偶然を選ぶことはできないが、偶然を利用することはできる。




偶然は、予知できないからこそ偶然と呼ばれる。
事前に知ることができない以上、偶然を「選ぶ」という行為は不可能である。


しかし、偶然ということ自体は一般によく知られている。
その偶然を利用することは可能であるし、皆、やっている。
例えば、
賭け事は、偶然(の性質)を利用した遊びである。
過去の事象は、偶然(の結果)を利用して解釈される。
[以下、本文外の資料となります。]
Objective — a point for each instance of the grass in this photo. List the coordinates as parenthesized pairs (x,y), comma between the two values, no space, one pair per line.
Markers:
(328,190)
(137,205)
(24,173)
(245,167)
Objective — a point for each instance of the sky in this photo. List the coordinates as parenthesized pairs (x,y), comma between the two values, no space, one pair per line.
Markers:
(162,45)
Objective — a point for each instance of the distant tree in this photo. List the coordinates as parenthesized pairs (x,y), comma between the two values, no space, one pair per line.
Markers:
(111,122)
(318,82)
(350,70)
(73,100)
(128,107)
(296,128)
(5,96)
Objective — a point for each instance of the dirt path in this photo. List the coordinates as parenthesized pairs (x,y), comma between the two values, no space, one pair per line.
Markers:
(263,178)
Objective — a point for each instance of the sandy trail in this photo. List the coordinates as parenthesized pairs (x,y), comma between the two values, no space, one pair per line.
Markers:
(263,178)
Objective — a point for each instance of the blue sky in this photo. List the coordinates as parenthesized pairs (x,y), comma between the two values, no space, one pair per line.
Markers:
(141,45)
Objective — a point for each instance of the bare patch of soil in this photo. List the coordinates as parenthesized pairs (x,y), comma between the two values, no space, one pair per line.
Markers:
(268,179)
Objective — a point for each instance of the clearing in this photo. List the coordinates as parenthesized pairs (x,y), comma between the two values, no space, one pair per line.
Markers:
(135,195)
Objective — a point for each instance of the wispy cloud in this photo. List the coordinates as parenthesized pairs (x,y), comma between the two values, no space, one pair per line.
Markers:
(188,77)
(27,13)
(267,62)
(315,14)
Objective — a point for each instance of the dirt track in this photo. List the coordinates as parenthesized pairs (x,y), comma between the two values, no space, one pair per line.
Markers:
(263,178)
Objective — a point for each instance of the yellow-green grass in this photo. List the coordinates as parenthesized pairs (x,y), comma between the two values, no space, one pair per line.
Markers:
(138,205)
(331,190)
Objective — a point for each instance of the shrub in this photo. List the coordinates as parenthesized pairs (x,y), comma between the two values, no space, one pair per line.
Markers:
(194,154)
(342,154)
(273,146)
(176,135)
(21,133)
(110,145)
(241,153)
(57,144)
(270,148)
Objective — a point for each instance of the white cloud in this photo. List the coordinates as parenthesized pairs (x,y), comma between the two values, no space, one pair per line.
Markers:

(→『はざまを生きる存在』




偶然は、選べない。
偶然が必然化するのは、過去においてのみであり、
偶然を事前に選ぶことはできない。
したがって、偶然は受け容れるしかない。
まず、これが大前提である。


・・・とはいえ、
偶然に起きたことを利用することは、いくらでも可能である。
また、偶然の性質を踏まえれば、
(選べないまでも)偶然それが起こるまで「待つ」という選択も可能である。
どのような偶然を「待つ」か、という選択肢は無限にあるのだ。
その意味で、
そもそも単一の選択肢しかない必然とは違い、偶然は極めて自由である。(→『選択肢がある、というのは』


ただし、少し考えてみればすぐにわかることだが、
「一度も経験したことがなく、その可能性も想像できないような偶然を『待つ』」ことはできない。
その意味で、
偶然の自由度は、経験や知識の量や幅が増すにつれて広がっていくのである。


逆に言えば、
“初めのうち”は、偶然は極めて不自由である。さらに、必然よりも始末が悪い。
しかし、だんだん慣れていくにつれて、少しずつ偶然を手なずけられるようになる。
“その頃”になると、偶然は次第に自由になり、楽しいものになっていく。




偶然とは、そのようなものだと思う。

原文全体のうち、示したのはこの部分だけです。